Mais le principal aspect du problème est celui du prix qu’on attache à une information de qualité. Les enquêtes statistiques sont chères, d’autant plus chères que l’on s’attache à préserver le mieux possible ce qui en fait l’intérêt spécifique. Contrôler le champ d’observation implique de recourir à des bases de sondage idoines, qu’il faut dans certains cas créer à grands frais. Observer tous les cas qu’on a décidé a priori d’observer nécessite des efforts très coûteux pour atteindre les unités les plus difficiles à joindre. Appliquer dans l’observation des définitions précises entraîne des précautions dans le recueil des données, qui peuvent nécessiter l’intervention d’enquêteurs spécialisés. Au bout du compte, on récupère des données de meilleure qualité, mais moins nombreuses. Faute d’un prix élevé pour ces données, l’arbitrage est rendu en défaveur des enquêtes.

« Prix » ne peut pas s’entendre ici dans son sens monétaire : il n’y a pas de réel marché pour l’information mise sur la place publique. Ce qui est en jeu, c’est l’importance que la société attache à disposer d’une information concernant des phénomènes sociaux qui soit indépendante des cadres administratifs (au sens large). Cette importance se traduit par les moyens accordés à la réalisation d’enquêtes, sans contrepartie monétaire directe. Dans le cas de la Covid-19, en France, de tels moyens ont-ils été demandés pour des enquêtes de prévalence ou d’incidence représentatives de la population et fréquemment répétées ? On ne sait pas. S’ils ont été demandés, ont-ils été refusés ? Toujours est-il que ces moyens n’ont pas été mis en place.  En toute hypothèse, quelque part la conviction a manqué : on n’a pas estimé que cela valait le coût, malgré l’importance des politiques publiques en jeu.

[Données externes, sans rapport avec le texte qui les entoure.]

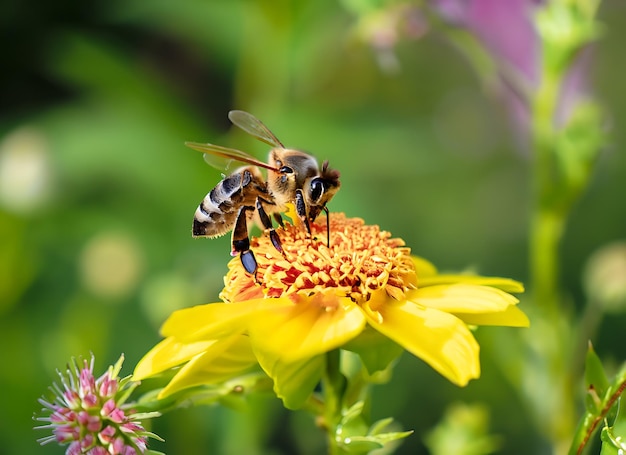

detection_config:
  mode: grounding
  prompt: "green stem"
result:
[322,349,345,455]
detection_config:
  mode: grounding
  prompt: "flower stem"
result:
[322,349,345,455]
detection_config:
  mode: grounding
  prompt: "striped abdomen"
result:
[192,167,267,237]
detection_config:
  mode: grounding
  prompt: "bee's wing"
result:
[185,142,278,172]
[228,111,285,148]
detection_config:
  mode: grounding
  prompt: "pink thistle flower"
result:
[35,355,160,455]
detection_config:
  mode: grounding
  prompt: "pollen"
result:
[220,213,417,303]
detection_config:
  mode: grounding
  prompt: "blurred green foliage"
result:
[0,0,626,455]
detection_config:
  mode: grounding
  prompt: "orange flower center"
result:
[220,213,416,303]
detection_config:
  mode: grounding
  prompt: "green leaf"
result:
[585,343,609,413]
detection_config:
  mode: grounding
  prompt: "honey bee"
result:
[185,111,340,278]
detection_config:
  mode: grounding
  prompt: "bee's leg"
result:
[256,198,285,256]
[272,213,285,228]
[231,206,257,280]
[295,189,311,235]
[322,206,330,248]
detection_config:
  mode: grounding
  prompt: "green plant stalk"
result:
[322,349,343,455]
[530,55,576,453]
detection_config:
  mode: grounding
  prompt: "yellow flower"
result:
[134,214,528,408]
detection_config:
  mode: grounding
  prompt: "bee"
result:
[185,111,341,279]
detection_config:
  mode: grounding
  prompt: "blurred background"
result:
[0,0,626,455]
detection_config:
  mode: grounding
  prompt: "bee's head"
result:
[304,161,341,220]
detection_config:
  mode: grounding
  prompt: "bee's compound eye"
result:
[310,178,325,201]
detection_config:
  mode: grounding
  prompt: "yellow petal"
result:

De ce fait on ne saura pas à quel degré les indicateurs utilisés étaient erronés, ni les conséquences que ces erreurs ont entraînées. Raison de plus pour analyser de très près les leçons de l’expérience anglaise citée par Variances.

 

Mots-clés : statistiques – enquêtes – santé – données administratives


[1]     « Epidémiologie et conditions de vie sous le covid-19 » Réf.: https://drees.solidarites-sante.gouv.fr/sources-outils-et-enquetes/enquete-epicov-epidemiologie-et-conditions-de-vie-sous-le-covid-19

[2]     On peut citer aussi les enquêtes menées auprès des participants à la cohorte épidémiologique « Constances » ; mais ces enquêtes n’ont pas vocation à représenter la population totale.

[3]     Prises ici au sens large : issues de l’activité courante d’administrations ou d’entreprises, voire de ménages.